3-HR third helps Twins 'set the tone' for 2022
TORONTO -- The Twins couldn’t keep Vladimir Guerrero Jr. in the park, but their bats still packed far too powerful of a punch for the Majors’ home run leader and young MVP hopeful to overcome.
Jorge Polanco, Josh Donaldson and Miguel Sanó crushed back-to-back-to-back homers in the third inning as the Twins erupted for five runs in the frame to muscle their way to a 7-3 victory in Friday night’s series opener at Rogers Centre, featuring Minnesota’s first three-homer inning against the Blue Jays since 1986 and a sixth-inning blast from Brent Rooker in his return from the paternity list.

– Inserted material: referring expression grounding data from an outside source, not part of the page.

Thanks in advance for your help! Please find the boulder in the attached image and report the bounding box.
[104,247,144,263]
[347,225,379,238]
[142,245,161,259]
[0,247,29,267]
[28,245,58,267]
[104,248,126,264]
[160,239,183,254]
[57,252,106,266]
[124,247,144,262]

“I think any of us that have watched baseball know that there’s that collective energy and things that go along with watching your teammates go out there, hunt good pitches, hit good pitches,” manager Rocco Baldelli said. “Maybe it gives you something to kind of aim for when you go out there to the plate, too.”
The Blue Jays carried a 2-1 lead into the third inning, but the first six Twins batters reached base -- including the first four against left-hander Hyun Jin Ryu -- started by Ryan Jeffers’ leadoff single and Byron Buxton’s RBI double. Polanco followed with his career-high and team-high 31st blast of the season, a 425-foot, two-run shot to left, before Donaldson drew a mixture of applause and boos from his former home crowd with an opposite-field homer that chased Ryu.
The pitching change to Ross Stripling didn’t staunch the flow, as Sanó followed with the longest homer of them all, a 436-foot blast to straightaway center, marking the first time the Twins hit three consecutive homers since April 26, 2019, when Nelson Cruz, Eddie Rosario and C.J. Cron went back-to-back-to-back against Alex Cobb of the Orioles.
“There are times when our lineup’s been held in check,” Donaldson said. “When we score, we tend to score in bunches. And we were able to do that again tonight.”
With Toronto clawing to maintain its position as one of the two Wild Card teams in the tight American League Wild Card race, Blue Jays manager Charlie Montoyo showed his urgency with a very quick hook for Ryu following Donaldson’s blast -- but unfortunately for his team, the brunt of the damage had already been done in the blink of an eye.
Though the Twins aren’t playing for October, Donaldson thinks of them as already playing for next April. All this pop in the heart of the lineup doesn’t have to be transient, with Polanco, Donaldson and Sanó all under contract next season, soon to be rejoined by Alex Kirilloff and Trevor Larnach, with Jose Miranda also expected to start contributing in 2022.
“We’re trying to set the tone, not just finish strong this year but leading into next year,” Donaldson said. “We have guys that are going to be here, most likely, going into 2022. We want to start setting the tone now that we still have the expectations to win, and go out there and play hard to where we roll into Spring Training, continue setting that foundation that we’re setting now.”
Polanco has embodied that tone throughout the second half, exemplified once again when he overcame a costly pair of errors on defense to key the Twins’ surge on offense.
Starting at shortstop in place of Andrelton Simmons, who stayed in the United States due to considerations involving his ongoing application for permanent U.S. residency, Polanco double-clutched and overthrew Sanó on a routine two-out grounder to short in the bottom of the second, allowing a run to score from second. On the next play, he airmailed a cutoff throw from the outfield as another run crossed home plate, erasing Minnesota’s early 1-0 lead.
But he immediately made up for those two runs with his big swing in the third inning against a Ryu curveball, which came one foot shy of matching the longest right-handed homer of his career. He added singles in the seventh and ninth to collect his team-leading 15th three-hit game of the year, more than his next two teammates on the list combined (Luis Arraez, with nine, and Donaldson, with five).
“That’s not an easy place to be for any player, whether you’re a Major League All-Star or not, but not surprised by the way that Polo responded,” Baldelli said. “He has things that he can lean on. He has the confidence, and he knows what to do when things like that happen.”